Three developers of treatments based on CRISPR/Cas9 and a company that facilitates nonexclusive licensing of the gene-editing technology said today they have signed a global cross-consent and invention management agreement for the foundational intellectual property covering CRISPR/Cas9.
The three developers—CRISPR Therapeutics, Intellia Therapeutics, and Caribou Biosciences—and ERS Genomics have entered into the agreement with CRISPR IP co-owners, the Regents of the University of California (UC), Emmanuelle Charpentier, Ph.D., of the Helmholtz Centre for Infection Research, and the University of Vienna
Signers of the agreement committed to maintain and coordinate the prosecution, defense, and enforcement of the CRISPR/Cas9 foundational patent portfolio worldwide, while each co-owner of the intellectual property grants cross-consented to all existing and future licenses and sublicenses based on the rights of another co-owner.
Eric Rhodes, CEO of ERS Genomics, told GEN the significance of the agreement was that it:
- Better coordinates how patent prosecution will be handled among all owners of the IP
- Details how patent prosecution costs will be shared among the companies
- Provides consent from all owners to the existing and future licenses granted. Consent of multiple patent owners is required for licensees to obtain full rights to IP in Europe, though not in the U.S.
“What this agreement has done is, it has given consent from all of the owners to all of the licensees, both past and future, which clears up the (consent) issue for a lot of people. That’s the business effect that is important to ERS,” Rhodes said.
The agreement comes more than a week after a three-judge panel of the Patent Trial and Appeal Board (PTAB) heard oral arguments in the ongoing legal battle royal over who invented CRISPR, which stands for clustered regularly interspaced short palindromic repeats.
UC Berkeley and Dr. Charpentier are challenging the awarding of 12 patents related to CRISPR technology that list as inventor Feng Zhang, Ph.D., of the Broad Institute of MIT and Harvard.
“There are additional claims in the Charpentier–Doudna IP that are very fundamental to the use of CRISPR/Cas9. Regardless of the outcome of the interference, specifically, those claims still will be very broad and fundamental,” Rhodes said. Jennifer Doudna, Ph.D., of UC Berkeley, joined Dr. Charpentier and colleagues in publishing the seminal 2012 paper describing CRISPR.
“We still feel strongly that even regardless of the outcome of the interference proceeding in the U.S., there are fundamental claims that are likely to grant,” Rhodes added. “We believe that’s one of the reasons why people are looking at this IP in a business perspective and saying, if they want to commercialize that, they realize that this is probably one of the pieces that they will need.”
He said ERS is seeing “quite a bit of interest” in the technologies covered by the patents in industry microbiology, and even aquaculture: “This is something we hadn't really thought much about, but there's an interest now in applying the technology there to not only study different sorts of organisms, but perhaps use the technology in beneficial ways.”

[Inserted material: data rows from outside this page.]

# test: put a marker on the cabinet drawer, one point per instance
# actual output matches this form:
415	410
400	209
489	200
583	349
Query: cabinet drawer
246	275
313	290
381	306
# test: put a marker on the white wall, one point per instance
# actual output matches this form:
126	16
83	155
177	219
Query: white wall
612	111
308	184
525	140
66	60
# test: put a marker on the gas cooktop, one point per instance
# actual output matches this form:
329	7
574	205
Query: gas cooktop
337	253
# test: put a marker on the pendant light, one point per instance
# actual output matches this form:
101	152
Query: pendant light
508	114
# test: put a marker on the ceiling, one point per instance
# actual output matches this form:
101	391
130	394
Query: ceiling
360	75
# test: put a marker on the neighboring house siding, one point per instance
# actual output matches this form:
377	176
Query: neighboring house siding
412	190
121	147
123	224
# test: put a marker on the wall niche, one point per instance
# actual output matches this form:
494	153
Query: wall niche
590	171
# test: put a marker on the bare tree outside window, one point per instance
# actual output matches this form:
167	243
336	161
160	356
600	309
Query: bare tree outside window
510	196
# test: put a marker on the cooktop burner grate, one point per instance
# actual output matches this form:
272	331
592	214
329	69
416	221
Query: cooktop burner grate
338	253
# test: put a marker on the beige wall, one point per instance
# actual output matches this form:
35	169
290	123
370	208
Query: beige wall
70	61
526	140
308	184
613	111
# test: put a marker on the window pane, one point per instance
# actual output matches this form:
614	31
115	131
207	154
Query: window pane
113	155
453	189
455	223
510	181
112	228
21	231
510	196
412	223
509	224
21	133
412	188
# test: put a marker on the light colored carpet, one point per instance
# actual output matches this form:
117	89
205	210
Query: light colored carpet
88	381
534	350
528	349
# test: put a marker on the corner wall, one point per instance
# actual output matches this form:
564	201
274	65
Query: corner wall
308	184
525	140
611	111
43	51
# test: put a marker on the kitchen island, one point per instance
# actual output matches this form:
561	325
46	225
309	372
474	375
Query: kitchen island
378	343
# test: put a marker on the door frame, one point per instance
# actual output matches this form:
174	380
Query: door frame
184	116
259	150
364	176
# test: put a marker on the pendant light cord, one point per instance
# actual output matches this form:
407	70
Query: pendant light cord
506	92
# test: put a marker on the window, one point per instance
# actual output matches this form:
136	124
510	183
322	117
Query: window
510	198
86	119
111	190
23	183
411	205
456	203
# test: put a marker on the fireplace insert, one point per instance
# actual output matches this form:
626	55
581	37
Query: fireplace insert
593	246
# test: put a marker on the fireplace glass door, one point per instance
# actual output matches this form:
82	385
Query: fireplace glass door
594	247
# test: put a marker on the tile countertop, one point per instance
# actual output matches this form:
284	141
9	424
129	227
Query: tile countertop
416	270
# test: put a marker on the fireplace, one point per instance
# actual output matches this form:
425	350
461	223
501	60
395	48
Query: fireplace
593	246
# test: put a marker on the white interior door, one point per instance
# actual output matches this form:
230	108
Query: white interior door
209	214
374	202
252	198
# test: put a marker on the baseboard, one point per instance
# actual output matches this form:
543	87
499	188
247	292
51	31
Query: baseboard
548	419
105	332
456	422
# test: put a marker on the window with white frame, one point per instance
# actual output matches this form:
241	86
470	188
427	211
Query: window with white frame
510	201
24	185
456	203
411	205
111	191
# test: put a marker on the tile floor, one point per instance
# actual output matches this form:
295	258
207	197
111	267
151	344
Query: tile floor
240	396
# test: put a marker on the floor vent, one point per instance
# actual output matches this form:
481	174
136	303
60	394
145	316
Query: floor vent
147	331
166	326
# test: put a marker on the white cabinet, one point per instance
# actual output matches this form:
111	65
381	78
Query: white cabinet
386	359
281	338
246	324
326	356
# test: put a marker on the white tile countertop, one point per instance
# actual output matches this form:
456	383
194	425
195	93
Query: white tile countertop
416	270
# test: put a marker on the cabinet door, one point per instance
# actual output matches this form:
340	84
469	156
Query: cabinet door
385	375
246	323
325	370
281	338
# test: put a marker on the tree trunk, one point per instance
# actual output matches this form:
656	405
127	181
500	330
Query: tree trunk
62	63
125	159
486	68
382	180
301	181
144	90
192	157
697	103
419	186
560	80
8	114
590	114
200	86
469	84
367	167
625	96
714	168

One group ERS has spoken to is looking use CRISPR technology to help make an engdangered species resistant to a disease. Licensees are almost strictly companies looking to commercialize the CRISPR technology, though some are affiliated with academic research groups, Rhodes added.
In a statement, Rodger Novak, M.D., Ph.D., CEO of CRISPR Therapeutics, said: “We believe that the Charpentier–University of California–Vienna IP estate constitutes the foundational IP in the CRISPR/Cas9 editing space.”
“Intellia, CRISPR Therapeutics, Caribou, and ERS view this agreement as enhancing the efforts to protect our shared intellectual property rights and support the ongoing development of our product candidates, as well as those of our corresponding partners and licensees,” added Dr. Novak, who co-founded CRISPR Therapeutics with Dr. Charpentier and Shaun Foy in November 2013.